The promised post about Portmeirion finally makes an appearance! I must admit I do most of my blogging (or micro-blogging) via Twitter these days, hence this blog is left rather neglected. If you're on Twitter please do say hello/follow, if you're not on Twitter, do consider joining! I have found it an excellent way to keep up with many online friends who I might not otherwise speak to very often, and it's also fantastic for fast-moving, as-it-happens news and commentary - for me that means Formula 1 in particular.
Anyway, back to Portmeirion. Many of these photos are wallpaper-sized (1650x1050, widescreen monitor format) so click on any you'd like a large version of.
I'll start with a photo I actually ended up taking on the way home. As we reached the final leg of our journey down, the view across the Lleyn peninsula was superb. It was the clearest I have ever seen it, equally so in the other direction towards the mountains. It was almost as clear as we headed home:
Our first port of call was a walk down through the village to the waterside. You are on the south side of the Lleyn here, and you have a view across the water to the "main" mainland:
On this day, the Italianate village looked truly Mediterranean. Stunning blue skies, sunshine, sparkling water, rich green foliage.
It really is Wales, and it was simply stunning!
After watching the world go by from a waterside bench for a while, we headed to the stone boat, Les Amis Reunis:
If you've ever seen the TV series The Prisoner (the original 1960s version) you will instantly recognise the stone boat. The village hasn't changed too much from when the series was filmed there, and is well worth visiting if you are a fan.
The late Patrick McGoohan stayed in a cottage called "White Horses" during filming. This is a view through an archway next to the cottage itself - it is situated a couple of minutes' walk from the stone boat and the main hotel building.

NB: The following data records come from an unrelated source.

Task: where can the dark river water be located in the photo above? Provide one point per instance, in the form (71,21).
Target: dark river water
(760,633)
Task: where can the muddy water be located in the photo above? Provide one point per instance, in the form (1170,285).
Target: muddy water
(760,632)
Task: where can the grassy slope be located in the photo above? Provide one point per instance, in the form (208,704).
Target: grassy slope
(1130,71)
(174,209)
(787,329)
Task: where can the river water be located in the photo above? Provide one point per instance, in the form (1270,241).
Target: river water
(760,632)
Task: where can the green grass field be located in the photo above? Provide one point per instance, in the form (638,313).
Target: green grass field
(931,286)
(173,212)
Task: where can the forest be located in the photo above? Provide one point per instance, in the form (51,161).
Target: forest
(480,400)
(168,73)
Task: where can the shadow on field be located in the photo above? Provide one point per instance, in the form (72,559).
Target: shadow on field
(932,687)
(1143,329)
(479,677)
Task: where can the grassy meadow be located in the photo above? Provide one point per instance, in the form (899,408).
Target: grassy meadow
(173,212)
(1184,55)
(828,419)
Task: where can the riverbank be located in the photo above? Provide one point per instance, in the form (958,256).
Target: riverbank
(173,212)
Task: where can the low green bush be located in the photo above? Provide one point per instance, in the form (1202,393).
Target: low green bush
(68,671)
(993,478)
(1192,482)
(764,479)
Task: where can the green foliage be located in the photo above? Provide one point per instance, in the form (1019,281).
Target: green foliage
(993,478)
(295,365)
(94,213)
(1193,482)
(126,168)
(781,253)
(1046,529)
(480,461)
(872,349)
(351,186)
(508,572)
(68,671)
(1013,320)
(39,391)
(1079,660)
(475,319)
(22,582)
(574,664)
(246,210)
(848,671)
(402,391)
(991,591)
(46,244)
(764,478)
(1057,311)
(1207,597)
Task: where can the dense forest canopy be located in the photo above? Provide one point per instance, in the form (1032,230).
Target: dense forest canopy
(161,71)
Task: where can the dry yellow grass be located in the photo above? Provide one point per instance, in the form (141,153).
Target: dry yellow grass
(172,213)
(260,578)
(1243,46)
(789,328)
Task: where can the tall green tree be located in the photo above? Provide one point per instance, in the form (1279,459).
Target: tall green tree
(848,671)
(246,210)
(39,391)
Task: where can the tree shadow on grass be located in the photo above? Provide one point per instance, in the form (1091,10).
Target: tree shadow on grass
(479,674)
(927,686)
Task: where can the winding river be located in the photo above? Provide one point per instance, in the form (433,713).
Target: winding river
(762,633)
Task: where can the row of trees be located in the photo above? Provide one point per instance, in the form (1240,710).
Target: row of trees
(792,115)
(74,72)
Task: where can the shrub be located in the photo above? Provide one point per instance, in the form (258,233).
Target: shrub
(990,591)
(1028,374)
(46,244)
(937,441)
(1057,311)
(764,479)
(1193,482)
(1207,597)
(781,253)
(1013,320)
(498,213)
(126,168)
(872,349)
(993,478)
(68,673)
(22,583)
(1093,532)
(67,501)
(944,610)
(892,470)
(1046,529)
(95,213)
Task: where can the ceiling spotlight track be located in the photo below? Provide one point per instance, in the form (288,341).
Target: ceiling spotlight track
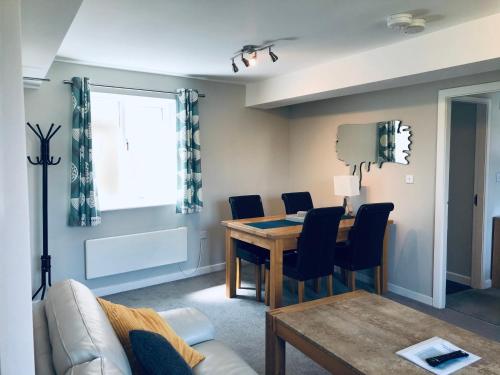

On the walk to White Horses there were some gorgeous shrubs in flower:
Back in the main village, this is the Green Dome, Number Two's residence in the series:
Back in the 60s, the green dome itself was actually painted wood (probably marine ply or similar). It was painted to look like verdigris. This was a typical piece of illusion employed by the village's creator, Clough Williams Ellis! It was probably more to do with cost than anything else. These days, the roof has been replaced with a genuine copper one. However it is taking its sweet time to start going green!
This is the Gloriette, overlooking the main square with the pool and fountain where "Rover", the huge white weather balloon/guardian of the Village would often appear. The Gloriette was used most memorably in the episode "Free For All" where Number 6 (McGoohan) made his election speech.
Also in the main square are two gold statues on pillars - as I had the DSLR with me I could take a reasonably close-up photo of one of them for the first time:
The Bristol Colonnade:
Like a number of the buildings in Portmeirion, this is a rescued building, transplanted from its original location. The lawn in front of it is famous as the scene of the human chess game in the episode "Checkmate".
After lunch we went for a walk in the woodland gardens, which include a small lake and a Japanese-style bridge:
If you've never been to Portmeirion, it is well worth a visit - we've actually stayed there twice, both times in Telford's Tower (which has an amazing view over the Piazza to Number Six's house), and visited on several more occasions over the years. Our interest came originally from The Prisoner association but even without that, it is a gorgeous place, and on this late June day was absolutely magical.